Worship at Faith Bible Church, NYC |
I met a few weeks ago with one of my MCCC philosophy students who told me that one reason he sees little use for religion and much use for science is that science progresses, while religion does not. I think it is true that religion, and philosophy does not progress. I think it is true that science does progress, but understanding the nature of progress in science is not that easy. For example, the history of science is the history of error. A scientific statement that today is A may well be Not-A tomorrow. I'm not certain that "progress" is the word to use regarding this.
Assuming science progresses (using "science" metonymically to mean something like "scientific knowledge, in terms of scientists who are the knowers), religion and philosophy do not progress in the same way. But to think this makes religion and philosophy inferior to science is like saying chess is inferior to football because in chess we don't kick field goals. This is to commit, in Gilbert Ryle's sense, a category mistake.
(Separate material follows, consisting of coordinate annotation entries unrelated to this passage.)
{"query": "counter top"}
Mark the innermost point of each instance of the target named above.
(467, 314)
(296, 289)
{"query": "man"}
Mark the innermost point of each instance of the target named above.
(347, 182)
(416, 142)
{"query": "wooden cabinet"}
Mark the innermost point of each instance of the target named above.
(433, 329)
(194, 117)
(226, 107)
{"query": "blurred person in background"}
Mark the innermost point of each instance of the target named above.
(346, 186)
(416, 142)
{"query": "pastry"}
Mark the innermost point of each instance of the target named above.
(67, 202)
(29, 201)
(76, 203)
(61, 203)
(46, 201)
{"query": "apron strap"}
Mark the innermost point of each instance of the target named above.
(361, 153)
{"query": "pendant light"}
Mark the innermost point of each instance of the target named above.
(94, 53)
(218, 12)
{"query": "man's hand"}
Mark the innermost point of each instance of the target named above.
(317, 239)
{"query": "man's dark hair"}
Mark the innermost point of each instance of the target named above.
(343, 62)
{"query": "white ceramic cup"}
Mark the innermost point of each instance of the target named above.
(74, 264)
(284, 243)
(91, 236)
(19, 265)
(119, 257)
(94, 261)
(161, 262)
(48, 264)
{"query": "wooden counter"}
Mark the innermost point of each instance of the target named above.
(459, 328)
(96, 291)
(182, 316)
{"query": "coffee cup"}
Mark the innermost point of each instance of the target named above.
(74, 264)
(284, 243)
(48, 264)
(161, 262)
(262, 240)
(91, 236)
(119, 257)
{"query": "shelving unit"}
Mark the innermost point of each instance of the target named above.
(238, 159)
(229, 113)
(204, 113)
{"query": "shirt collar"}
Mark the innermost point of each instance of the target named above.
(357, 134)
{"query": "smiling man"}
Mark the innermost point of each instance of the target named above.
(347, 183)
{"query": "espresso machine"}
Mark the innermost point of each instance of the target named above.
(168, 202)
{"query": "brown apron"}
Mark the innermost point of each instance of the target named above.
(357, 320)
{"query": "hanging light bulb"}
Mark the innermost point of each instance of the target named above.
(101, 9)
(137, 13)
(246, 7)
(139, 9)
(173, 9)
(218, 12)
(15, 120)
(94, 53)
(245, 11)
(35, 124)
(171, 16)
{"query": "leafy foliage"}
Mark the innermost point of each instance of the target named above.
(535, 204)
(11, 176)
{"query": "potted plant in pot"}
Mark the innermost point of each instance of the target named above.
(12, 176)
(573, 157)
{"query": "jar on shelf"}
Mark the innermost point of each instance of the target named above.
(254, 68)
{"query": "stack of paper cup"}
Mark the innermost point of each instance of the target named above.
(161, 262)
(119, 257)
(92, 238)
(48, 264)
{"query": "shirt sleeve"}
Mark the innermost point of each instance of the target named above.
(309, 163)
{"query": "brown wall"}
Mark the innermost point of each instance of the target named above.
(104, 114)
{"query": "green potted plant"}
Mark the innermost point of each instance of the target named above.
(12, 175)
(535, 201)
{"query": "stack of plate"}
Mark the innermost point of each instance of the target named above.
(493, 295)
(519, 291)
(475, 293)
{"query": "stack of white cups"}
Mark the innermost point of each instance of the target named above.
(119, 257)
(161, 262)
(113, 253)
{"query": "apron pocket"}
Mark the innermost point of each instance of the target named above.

Consider this. One branch of philosophy is ethics. Religion is related to this in that religions prescribe moral values. Religion is prescriptive, science is descriptive (or intends to be; again, it's not quite that simple). Philosophical ethics and religious belief have prescribed that It is wrong to kill. We see this in Judaism from 3000 years ago. Has there been any moral progress on It is wrong to kill during the last 3000 years? No. One should not attempt to use "progress" as an epistemic framework through which to view ethics. The questions remains; viz., is the statement It is wrong to kill true or false? Philosophy deals with that. But humanity has not "advanced" beyond that, whatever that might even mean.
Progress, therefore, while it may be a virtue in science, is not a virtue in philosophy and religion. It is simply wrongheaded to reject religion for the reason that it has not progressed.